Poet of the Week | Natasha Trethewey

By Administrator RSS Thu, September 6, 2007

Natasha Trethewey was born in 1966 in Gulfport, Mississippi. She earned an M.A. in English and creative writing from Hollins University, and an M.F.A. in poetry from the University of Massachusetts. In 2000, her first collection of poems, Domestic Work, won the prestigious Cave Canem Poetry Prize. It also won the 2001 Mississippi Institute of Arts and Letters Book Prize and the 2001 Lillian Smith Award for Poetry. Trethewey’s Native Guard won this year's Pulitzer Prize for Poetry.
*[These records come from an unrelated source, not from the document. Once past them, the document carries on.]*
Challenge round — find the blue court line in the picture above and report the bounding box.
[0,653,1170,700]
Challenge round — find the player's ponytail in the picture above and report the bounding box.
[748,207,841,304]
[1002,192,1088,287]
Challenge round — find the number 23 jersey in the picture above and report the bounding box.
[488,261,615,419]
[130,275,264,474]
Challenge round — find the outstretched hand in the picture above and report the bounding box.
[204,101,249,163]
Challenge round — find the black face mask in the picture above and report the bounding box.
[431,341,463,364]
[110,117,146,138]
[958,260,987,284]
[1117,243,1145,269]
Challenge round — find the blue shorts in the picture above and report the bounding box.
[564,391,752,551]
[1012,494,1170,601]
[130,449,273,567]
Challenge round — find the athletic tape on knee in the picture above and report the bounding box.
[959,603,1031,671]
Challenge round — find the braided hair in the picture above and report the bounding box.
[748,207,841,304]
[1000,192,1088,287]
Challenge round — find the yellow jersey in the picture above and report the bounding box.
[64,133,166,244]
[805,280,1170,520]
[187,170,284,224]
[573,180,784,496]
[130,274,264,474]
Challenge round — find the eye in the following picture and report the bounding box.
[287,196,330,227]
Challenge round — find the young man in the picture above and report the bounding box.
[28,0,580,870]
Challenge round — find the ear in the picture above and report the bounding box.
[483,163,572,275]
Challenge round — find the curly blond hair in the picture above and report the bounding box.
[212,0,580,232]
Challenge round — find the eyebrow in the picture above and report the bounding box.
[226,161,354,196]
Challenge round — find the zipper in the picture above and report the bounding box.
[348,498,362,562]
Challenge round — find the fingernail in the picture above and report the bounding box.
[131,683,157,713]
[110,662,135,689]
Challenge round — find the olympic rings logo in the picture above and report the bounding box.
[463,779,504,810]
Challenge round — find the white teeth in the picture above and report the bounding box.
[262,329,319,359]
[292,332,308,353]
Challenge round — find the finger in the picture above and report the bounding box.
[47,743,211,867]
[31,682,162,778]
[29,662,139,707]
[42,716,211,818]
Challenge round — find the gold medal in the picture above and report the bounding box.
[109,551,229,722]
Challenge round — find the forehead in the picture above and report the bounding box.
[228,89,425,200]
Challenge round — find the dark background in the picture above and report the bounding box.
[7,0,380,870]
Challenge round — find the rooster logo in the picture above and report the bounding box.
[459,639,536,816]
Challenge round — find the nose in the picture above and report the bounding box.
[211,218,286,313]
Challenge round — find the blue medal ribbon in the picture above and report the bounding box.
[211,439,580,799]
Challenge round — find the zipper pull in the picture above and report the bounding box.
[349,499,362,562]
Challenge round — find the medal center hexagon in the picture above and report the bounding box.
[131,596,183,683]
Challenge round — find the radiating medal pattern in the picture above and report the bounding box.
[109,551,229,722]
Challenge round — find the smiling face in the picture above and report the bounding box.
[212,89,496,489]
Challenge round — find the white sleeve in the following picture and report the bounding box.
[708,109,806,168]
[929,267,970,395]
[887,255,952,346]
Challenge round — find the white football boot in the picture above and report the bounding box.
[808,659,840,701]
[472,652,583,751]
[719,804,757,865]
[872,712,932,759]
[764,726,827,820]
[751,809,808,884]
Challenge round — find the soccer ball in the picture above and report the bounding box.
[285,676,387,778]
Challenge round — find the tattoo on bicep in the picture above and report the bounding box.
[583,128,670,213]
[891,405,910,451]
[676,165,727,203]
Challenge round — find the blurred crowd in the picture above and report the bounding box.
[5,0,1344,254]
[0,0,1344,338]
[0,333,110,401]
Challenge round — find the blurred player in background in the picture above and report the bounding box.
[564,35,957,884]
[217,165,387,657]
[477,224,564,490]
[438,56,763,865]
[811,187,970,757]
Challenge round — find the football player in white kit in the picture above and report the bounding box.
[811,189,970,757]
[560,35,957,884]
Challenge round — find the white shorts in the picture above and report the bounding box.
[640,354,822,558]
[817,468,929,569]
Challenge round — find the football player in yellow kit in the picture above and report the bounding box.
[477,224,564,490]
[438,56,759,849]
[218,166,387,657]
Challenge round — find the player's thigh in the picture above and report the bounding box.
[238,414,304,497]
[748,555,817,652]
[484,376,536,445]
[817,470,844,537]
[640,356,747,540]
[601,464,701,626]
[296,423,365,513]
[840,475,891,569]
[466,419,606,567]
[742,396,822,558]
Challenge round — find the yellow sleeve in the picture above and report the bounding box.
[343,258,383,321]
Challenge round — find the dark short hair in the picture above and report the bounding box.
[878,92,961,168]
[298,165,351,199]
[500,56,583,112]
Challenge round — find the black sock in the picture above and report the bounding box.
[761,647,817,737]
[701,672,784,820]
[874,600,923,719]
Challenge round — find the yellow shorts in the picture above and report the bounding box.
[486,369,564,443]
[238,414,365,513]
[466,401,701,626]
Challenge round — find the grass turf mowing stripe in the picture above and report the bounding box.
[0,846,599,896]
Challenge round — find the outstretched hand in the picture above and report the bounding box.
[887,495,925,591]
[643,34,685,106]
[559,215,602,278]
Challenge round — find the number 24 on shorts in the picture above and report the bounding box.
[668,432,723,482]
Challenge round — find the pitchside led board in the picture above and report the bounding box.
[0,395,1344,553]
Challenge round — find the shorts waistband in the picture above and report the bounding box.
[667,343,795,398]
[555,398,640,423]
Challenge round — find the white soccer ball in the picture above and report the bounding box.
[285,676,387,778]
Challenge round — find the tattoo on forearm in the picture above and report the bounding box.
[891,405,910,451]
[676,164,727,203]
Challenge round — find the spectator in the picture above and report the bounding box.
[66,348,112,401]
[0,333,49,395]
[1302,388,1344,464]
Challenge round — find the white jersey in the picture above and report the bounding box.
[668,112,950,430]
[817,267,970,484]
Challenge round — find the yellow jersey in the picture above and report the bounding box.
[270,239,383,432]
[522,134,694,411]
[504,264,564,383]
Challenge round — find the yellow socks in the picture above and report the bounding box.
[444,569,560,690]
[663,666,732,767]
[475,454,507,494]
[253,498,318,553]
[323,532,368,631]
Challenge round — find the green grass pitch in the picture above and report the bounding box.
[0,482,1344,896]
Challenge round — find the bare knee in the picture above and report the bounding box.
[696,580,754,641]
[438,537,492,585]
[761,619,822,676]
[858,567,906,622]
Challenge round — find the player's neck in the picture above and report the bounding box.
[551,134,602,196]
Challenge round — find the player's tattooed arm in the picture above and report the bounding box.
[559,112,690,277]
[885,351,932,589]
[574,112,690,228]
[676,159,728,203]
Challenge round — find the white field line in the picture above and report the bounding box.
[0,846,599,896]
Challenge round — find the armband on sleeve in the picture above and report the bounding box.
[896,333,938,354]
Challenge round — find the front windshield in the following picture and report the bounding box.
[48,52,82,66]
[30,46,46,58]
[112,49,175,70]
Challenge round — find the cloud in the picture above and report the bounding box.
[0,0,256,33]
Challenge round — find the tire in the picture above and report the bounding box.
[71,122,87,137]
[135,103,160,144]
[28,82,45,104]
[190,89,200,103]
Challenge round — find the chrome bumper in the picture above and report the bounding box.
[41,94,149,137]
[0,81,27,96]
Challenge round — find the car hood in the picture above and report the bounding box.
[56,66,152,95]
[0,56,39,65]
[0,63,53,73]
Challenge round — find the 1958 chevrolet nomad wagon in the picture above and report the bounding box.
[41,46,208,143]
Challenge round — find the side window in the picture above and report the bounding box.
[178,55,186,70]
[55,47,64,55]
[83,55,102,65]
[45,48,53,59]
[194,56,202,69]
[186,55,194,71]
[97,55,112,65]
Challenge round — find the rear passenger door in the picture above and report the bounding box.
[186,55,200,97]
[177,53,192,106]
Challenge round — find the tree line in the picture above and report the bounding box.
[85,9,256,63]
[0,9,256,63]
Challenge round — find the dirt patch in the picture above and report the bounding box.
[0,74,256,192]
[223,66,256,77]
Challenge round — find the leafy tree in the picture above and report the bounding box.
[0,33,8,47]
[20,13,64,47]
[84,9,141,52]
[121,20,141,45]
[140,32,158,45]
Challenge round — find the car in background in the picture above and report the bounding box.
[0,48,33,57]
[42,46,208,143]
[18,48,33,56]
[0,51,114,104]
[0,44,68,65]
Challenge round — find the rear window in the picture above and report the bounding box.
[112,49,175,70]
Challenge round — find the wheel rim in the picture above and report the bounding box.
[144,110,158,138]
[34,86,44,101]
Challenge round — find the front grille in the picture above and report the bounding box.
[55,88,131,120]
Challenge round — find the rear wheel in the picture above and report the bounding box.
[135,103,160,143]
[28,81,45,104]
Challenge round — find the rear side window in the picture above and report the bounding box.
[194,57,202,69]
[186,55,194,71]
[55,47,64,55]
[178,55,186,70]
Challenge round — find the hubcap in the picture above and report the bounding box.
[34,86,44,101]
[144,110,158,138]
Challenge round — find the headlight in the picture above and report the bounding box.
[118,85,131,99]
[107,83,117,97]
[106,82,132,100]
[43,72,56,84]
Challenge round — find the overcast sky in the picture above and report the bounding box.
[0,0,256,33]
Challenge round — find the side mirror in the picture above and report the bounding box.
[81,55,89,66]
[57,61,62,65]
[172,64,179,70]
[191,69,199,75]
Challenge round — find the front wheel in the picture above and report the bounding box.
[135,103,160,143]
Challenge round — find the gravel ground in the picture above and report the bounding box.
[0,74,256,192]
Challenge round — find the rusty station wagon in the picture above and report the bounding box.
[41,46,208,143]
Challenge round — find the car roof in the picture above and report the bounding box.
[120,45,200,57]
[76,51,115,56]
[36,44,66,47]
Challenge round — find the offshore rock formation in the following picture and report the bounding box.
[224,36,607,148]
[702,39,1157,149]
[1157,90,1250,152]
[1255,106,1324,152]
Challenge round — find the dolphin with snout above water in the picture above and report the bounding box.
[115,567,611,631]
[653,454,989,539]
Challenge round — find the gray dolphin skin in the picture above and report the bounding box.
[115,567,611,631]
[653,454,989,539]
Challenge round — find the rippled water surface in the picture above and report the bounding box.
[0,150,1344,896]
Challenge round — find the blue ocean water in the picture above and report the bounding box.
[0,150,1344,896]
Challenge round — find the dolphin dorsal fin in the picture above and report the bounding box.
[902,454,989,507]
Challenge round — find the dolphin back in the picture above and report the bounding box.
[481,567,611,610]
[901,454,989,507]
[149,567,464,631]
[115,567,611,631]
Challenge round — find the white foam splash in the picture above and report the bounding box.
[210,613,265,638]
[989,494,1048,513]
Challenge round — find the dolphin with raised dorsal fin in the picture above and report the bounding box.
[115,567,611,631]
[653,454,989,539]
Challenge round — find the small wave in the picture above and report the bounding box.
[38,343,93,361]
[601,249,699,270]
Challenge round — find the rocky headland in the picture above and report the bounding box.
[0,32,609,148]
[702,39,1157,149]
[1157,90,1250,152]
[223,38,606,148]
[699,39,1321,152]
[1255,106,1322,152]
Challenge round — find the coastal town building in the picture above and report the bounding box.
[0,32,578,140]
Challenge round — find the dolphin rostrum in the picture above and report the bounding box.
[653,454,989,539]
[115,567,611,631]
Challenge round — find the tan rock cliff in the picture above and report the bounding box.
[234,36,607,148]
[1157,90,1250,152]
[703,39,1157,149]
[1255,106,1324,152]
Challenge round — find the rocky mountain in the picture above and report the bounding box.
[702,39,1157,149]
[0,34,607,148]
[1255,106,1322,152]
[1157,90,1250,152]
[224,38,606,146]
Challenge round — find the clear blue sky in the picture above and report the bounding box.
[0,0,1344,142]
Her work has appeared in many publications, including the American Poetry Review, The Best American Poetry 2000, Callaloo, Gettysburg Review, The Massachusetts Review, New England Review, North American Review, and the Southern Review. Trethewey is currently an associate professor of creative writing at Emory University.

 

Providence

 

What's left is footage: the hours before
Camille, 1969-hurricane
parties, palm trees leaning
in the wind,
fronds blown back,

 

a woman's hair. Then after:
the vacant lots,
boats washed ashore, a swamp

 

where graves had been. I recall

 

how we huddled all night in our small house,
moving between rooms,
emptying pots filled with rain.

 

The next day, our house-
on its cinderblocks-seemed to float

 

in the flooded yard: no foundation

 

beneath us, nothing I could see
tying us to the land.
In the water, our reflection
trembled,

disappeared
when I bent to touch it.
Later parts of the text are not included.